A Randomized Trial of Valganciclovir Prophylaxis Versus Preemptive Therapy in Kidney Transplant Recipients
Abstrakt
Background The optimal regimen for the prevention of cytomegalovirus (CMV) infection in kidney transplant recipients, primarily in terms of reducing indirect CMV effects, has not been defined.
Methods This was an open-label, single-center, randomized clinical trial of valganciclovir prophylaxis vs preemptive therapy in 140 kidney transplant recipients recruited between June 2013 and May 2018. CMV-seronegative recipients with negative donors (D-R-) were excluded. Patients were randomized 1:1 to receive either valganciclovir prophylaxis, 900 mg, daily for 3 months (6 months in D+R-) (n=70) or preemptive therapy (valganciclovir, 900 mg, twice daily until 2 consecutive negative tests) for CMV DNAemia (>=1000 IU/mL) detected by weekly CMV PCR for 4 months (n=70). The primary outcome was the incidence of acute rejection at 12 months, as confirmed by biopsy. Key secondary outcomes included subclinical rejection, CMV disease and DNAemia, and neutropenia.

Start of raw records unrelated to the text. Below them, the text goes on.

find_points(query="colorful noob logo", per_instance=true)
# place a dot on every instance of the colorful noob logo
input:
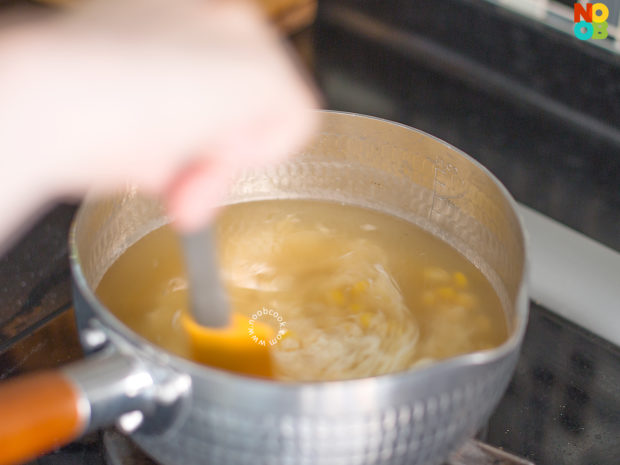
(591, 21)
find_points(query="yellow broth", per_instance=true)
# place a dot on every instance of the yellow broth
(351, 292)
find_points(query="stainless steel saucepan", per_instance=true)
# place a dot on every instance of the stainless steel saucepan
(181, 412)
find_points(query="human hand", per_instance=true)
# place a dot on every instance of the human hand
(172, 96)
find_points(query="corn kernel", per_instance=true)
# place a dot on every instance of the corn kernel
(365, 319)
(460, 280)
(360, 286)
(446, 293)
(337, 297)
(466, 300)
(435, 276)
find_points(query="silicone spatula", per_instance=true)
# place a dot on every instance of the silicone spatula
(219, 337)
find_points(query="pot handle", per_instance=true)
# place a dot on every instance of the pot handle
(42, 411)
(39, 412)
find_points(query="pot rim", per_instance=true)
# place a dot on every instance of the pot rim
(161, 356)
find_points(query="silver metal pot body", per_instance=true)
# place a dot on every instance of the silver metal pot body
(193, 414)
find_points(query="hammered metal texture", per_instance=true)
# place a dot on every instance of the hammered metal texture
(415, 417)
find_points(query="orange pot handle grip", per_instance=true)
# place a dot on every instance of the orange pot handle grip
(38, 413)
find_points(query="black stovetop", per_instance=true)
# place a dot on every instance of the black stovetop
(497, 102)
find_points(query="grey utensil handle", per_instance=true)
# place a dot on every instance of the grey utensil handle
(208, 299)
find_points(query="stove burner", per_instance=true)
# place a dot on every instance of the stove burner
(120, 450)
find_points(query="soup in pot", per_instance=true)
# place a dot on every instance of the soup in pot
(351, 292)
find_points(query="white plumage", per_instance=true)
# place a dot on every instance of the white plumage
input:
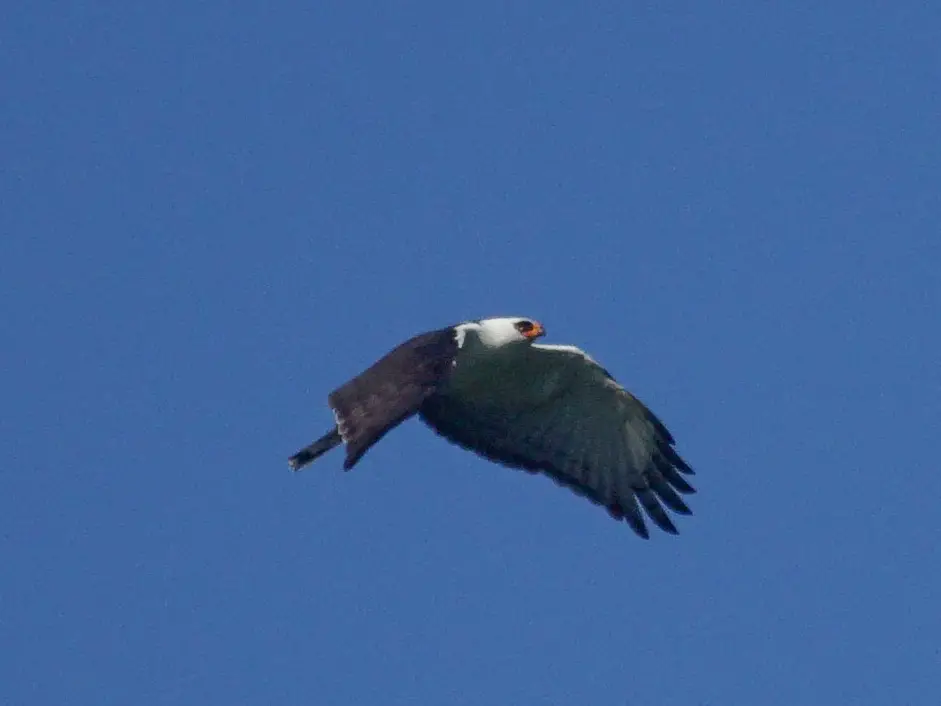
(486, 386)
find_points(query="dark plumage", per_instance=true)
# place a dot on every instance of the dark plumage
(486, 386)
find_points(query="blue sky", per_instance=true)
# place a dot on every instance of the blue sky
(215, 213)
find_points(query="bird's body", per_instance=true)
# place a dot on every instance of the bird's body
(486, 386)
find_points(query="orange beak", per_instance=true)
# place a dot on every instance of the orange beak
(536, 331)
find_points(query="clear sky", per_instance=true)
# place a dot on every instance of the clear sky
(214, 213)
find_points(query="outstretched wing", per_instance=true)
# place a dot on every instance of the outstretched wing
(560, 413)
(391, 390)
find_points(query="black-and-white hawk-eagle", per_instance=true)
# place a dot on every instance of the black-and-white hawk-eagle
(488, 387)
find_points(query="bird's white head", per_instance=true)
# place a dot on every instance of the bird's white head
(497, 332)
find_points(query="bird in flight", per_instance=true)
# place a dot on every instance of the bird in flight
(487, 386)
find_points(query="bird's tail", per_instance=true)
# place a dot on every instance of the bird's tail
(315, 450)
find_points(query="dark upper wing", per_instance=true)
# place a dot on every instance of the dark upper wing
(589, 435)
(391, 390)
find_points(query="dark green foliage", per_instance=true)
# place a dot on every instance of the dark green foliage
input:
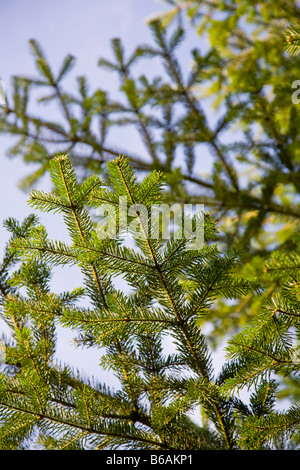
(47, 404)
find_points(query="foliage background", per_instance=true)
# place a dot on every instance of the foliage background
(83, 29)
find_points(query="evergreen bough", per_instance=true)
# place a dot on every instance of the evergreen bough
(171, 289)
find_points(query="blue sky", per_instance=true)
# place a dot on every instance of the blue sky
(83, 29)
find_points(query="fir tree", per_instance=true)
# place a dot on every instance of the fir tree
(171, 290)
(244, 73)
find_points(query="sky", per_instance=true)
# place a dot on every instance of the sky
(83, 29)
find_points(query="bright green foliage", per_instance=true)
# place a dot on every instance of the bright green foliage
(171, 291)
(242, 162)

Results The incidence of acute rejection was numerically lower with valganciclovir prophylaxis than with preemptive therapy (13%, 9/70 vs 23%, 16/70, P=0.112 [HR, 0.52, 95% CI, 0.23-1.19]). Subclinical rejection at 3 months was lower in the prophylaxis group (13% vs 29%, P=0.027). Both regimens prevented CMV disease (4% vs 4%, P=0.974). Preemptive therapy resulted in higher rates of CMV DNAemia (44% vs 75%, P=2000 IU/mL, P<0.001) but lower valganciclovir exposure (P<0.001) and neutropenia (P=0.019).
Conclusion Among kidney transplant recipients, the use of valganciclovir prophylaxis, compared with preemptive therapy, did not result in a significantly lower incidence of acute rejection.